We are fascinated by how mechanical forces travel across the cell and cause biochemical changes inside the nucleus, directly affecting cell behaviour. To understand the molecular mechanisms underlying these processes, we combine new techniques to apply controlled forces at the individual chemical bond, protein and cell levels.
Cells are continuously exposed to mechanical perturbations from the environment, neighbouring cells and fluids moving around them. While some of these mechanical inputs are sensed and remain at the cell surface, others can travel long distances inside the cell to reach the nucleus, the cell’s decision hub, and influence cell behaviour. In fact, mechanical forces determine many basic cell functions, and are related to diseases like cardiovascular conditions or cancer.

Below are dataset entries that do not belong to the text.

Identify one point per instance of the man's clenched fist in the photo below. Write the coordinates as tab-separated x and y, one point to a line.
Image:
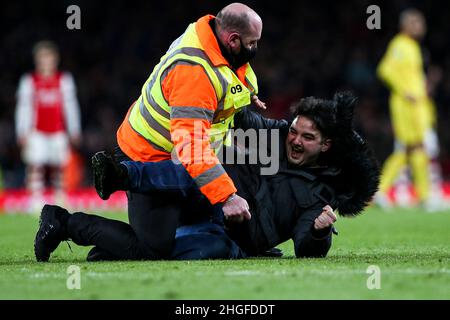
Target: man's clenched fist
326	218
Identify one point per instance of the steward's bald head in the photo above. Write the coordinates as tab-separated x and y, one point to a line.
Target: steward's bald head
238	17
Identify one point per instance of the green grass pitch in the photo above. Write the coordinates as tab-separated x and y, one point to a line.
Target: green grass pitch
411	248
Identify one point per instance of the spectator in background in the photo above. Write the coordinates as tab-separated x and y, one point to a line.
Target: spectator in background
47	121
401	69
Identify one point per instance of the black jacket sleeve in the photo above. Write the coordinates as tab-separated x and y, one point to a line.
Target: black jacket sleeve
247	119
309	242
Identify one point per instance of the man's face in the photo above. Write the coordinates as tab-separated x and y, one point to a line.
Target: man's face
305	143
46	61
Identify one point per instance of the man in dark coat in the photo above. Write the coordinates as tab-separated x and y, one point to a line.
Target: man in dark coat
323	164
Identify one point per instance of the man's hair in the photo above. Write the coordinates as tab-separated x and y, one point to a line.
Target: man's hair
407	13
331	117
45	44
233	22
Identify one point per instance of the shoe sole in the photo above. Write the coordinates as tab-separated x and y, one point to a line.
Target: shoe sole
99	173
40	256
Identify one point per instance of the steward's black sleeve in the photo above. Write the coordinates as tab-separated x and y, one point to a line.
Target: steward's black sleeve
247	119
309	242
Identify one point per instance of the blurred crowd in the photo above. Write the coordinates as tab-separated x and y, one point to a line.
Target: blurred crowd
307	48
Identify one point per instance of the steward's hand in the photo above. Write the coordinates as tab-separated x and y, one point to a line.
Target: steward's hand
326	218
236	209
258	103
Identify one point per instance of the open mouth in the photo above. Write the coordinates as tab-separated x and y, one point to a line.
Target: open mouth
296	152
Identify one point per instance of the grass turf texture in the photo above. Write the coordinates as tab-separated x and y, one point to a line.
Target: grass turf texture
411	248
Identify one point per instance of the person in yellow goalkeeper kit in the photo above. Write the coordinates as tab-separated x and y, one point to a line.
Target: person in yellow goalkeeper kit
401	68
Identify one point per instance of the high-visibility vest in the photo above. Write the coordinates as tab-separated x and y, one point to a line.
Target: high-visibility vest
146	133
150	116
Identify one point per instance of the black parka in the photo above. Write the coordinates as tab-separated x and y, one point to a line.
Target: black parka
285	205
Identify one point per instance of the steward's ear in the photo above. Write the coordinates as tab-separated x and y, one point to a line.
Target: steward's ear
326	144
233	39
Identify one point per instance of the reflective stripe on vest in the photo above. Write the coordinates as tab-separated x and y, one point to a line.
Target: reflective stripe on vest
151	114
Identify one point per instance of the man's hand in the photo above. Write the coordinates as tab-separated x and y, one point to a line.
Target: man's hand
326	218
258	103
236	209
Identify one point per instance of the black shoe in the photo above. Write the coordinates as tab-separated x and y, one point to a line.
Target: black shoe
109	176
273	252
97	254
52	230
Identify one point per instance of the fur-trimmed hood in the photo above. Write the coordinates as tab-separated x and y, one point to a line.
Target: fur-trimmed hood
360	175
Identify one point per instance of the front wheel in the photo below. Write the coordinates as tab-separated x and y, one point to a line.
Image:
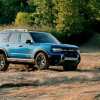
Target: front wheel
70	67
41	61
3	62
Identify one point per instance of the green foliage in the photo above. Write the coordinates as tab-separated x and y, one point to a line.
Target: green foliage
24	18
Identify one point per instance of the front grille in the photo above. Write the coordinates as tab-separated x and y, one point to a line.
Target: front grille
72	54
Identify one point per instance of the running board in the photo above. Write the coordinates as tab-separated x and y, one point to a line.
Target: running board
20	60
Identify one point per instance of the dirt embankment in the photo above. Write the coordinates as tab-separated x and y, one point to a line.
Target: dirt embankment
53	84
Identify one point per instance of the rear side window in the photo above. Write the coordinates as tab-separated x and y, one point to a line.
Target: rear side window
4	36
25	37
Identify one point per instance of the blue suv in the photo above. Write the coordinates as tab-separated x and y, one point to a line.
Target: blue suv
39	49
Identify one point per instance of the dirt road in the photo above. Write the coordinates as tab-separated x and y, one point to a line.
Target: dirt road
53	84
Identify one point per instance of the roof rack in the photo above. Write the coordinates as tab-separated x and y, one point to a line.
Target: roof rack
14	30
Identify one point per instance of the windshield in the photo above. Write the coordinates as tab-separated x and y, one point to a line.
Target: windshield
42	37
4	36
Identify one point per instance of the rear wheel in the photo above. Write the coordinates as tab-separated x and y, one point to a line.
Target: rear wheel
41	61
3	62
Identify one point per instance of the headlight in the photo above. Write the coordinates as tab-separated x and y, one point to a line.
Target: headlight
78	51
57	49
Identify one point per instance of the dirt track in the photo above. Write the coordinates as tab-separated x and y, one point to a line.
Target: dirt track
53	84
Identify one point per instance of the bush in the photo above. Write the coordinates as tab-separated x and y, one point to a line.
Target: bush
24	18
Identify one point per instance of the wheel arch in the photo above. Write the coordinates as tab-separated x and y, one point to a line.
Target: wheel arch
4	52
39	52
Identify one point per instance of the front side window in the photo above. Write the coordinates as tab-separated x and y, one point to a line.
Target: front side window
25	37
4	36
14	37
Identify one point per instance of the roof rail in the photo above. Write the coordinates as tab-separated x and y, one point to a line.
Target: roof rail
14	30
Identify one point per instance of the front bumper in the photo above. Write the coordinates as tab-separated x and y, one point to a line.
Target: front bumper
60	59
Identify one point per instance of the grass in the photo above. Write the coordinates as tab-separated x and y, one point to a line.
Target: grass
92	46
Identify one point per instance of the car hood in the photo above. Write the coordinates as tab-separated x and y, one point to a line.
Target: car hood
60	45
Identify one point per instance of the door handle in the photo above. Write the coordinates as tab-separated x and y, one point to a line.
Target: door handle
7	45
20	45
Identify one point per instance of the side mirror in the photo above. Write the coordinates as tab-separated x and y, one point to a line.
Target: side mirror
28	41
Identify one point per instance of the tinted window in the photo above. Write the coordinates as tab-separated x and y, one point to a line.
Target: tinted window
4	37
43	37
14	37
25	36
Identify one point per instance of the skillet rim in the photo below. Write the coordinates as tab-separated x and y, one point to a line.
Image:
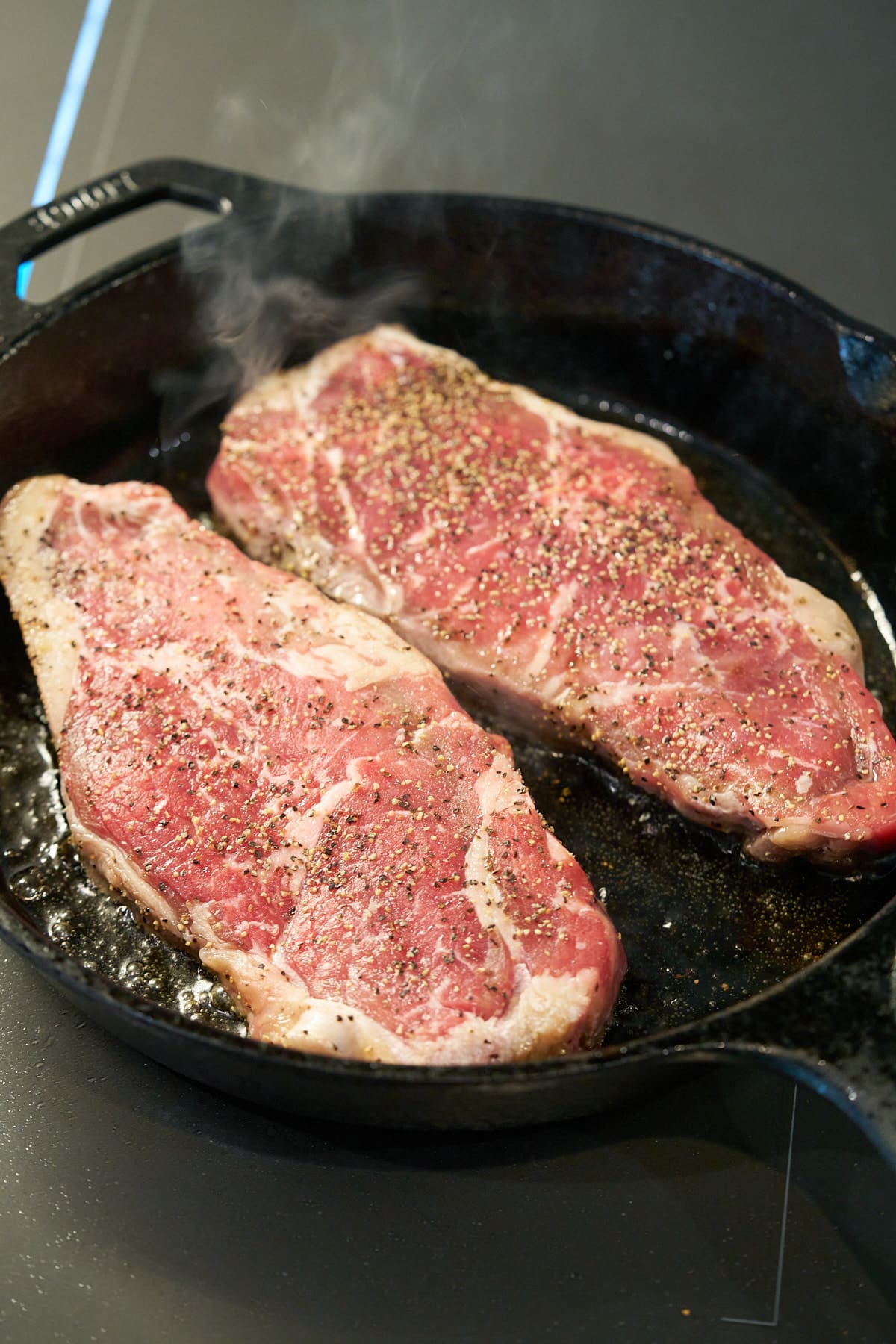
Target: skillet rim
70	974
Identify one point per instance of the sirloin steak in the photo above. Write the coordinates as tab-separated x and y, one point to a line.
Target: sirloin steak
289	789
571	574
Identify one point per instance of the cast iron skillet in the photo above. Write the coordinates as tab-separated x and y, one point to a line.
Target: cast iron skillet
785	409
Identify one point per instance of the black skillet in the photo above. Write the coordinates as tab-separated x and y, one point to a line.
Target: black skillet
785	409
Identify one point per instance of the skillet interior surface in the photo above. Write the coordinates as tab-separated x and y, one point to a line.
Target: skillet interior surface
703	927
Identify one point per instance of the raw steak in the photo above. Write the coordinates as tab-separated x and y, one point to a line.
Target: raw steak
292	791
573	574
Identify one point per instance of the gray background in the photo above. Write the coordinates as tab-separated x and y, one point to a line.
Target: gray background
134	1206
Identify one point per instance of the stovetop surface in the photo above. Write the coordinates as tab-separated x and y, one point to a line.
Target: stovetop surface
137	1206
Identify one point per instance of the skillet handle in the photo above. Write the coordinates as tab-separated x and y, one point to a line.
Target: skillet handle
833	1027
217	190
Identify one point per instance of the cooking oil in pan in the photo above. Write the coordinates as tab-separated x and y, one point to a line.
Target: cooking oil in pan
703	927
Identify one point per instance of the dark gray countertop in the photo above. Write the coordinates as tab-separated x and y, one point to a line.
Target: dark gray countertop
136	1206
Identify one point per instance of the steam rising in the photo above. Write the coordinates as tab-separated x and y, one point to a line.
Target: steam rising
257	302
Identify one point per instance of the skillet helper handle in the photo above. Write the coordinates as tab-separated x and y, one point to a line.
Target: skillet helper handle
43	228
832	1027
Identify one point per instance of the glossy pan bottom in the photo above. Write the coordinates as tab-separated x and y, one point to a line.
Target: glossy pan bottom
706	930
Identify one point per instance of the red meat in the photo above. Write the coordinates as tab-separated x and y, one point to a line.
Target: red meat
292	791
571	574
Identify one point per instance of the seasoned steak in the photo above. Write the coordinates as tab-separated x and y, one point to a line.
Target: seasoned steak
289	789
571	574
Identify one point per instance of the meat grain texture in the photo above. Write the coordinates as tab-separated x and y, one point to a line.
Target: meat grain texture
290	791
571	574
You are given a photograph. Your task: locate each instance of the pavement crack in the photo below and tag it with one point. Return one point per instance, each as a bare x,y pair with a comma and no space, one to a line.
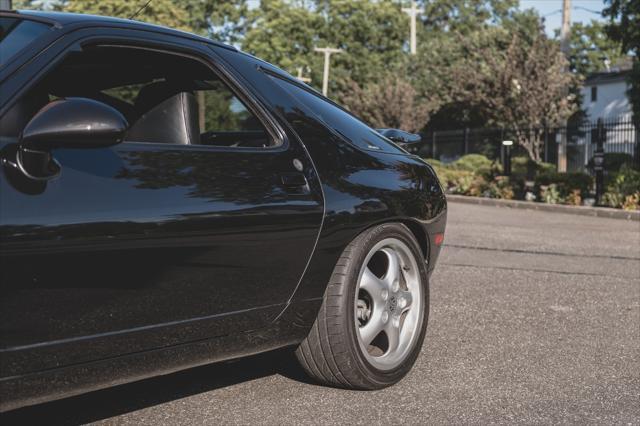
533,270
549,253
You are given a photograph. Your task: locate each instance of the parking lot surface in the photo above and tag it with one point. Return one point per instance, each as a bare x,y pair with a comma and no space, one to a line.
535,318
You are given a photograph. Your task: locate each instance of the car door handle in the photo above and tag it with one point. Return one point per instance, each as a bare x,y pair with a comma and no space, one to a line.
294,182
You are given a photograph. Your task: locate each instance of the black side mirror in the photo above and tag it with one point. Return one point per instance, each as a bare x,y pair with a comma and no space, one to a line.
67,123
400,136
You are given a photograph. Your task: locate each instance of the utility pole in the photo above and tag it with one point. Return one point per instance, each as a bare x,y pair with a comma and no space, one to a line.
325,76
301,78
413,12
565,38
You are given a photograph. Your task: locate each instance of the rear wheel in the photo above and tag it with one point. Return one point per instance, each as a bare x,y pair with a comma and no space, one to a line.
373,319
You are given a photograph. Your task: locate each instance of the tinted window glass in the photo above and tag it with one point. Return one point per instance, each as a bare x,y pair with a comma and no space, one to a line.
348,126
16,34
165,98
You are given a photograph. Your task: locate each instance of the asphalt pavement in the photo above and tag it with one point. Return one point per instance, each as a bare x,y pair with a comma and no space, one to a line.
535,319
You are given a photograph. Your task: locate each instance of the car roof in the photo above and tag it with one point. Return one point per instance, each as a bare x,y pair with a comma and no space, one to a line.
64,18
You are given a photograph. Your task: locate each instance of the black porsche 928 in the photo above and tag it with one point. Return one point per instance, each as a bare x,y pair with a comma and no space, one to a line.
167,201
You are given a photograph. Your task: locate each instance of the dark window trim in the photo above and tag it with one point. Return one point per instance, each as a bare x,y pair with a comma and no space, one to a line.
161,43
313,92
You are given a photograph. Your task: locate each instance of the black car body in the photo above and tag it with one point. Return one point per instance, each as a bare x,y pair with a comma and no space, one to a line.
143,258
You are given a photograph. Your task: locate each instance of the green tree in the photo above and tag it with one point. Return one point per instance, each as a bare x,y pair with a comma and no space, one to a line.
390,103
520,88
371,34
285,34
463,16
624,27
590,47
221,20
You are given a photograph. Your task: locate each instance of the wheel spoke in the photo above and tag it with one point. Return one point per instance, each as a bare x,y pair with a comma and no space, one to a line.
393,270
371,329
392,331
373,285
405,299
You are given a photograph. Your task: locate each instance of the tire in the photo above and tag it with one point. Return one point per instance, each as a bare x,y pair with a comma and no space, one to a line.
335,352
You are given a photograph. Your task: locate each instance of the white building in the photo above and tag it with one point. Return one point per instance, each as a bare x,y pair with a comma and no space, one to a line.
604,95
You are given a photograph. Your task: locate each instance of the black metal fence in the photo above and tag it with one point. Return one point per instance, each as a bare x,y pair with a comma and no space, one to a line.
621,136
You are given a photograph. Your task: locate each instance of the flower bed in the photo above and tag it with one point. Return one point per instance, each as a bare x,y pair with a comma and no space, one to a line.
475,175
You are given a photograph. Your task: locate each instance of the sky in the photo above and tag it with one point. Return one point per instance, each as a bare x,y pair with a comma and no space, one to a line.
581,11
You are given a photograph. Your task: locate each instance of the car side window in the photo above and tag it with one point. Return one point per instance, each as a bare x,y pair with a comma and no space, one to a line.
348,126
16,34
166,98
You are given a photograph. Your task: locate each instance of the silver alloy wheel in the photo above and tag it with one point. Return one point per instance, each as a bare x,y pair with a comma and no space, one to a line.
389,304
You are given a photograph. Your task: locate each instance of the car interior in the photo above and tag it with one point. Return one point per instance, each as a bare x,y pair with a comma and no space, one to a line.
166,98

These processes are often controlled by the elastic properties of the individual proteins, which need to constantly stretch and recoil under a load. However, many of the scientific methods commonly used in molecular and cell biology cannot apply and monitor the effects of forces.
My laboratory develops and applies single molecule techniques to capture the individual unfolding and refolding trajectories of proteins under force. Borrowing concepts from polymer physics, protein chemistry and molecular biology, we aim to understand the molecular basis of protein elasticity.
Arguably the main challenge in our field is seeing whether phenomena observed in single-molecule experiments translate to cells. Specifically, we do not know whether individual molecules working inside the cell respond to force according to the same fundamental physical laws that we see in the single-molecule experiments. Closing this gap has become an urgent question in mechanobiology.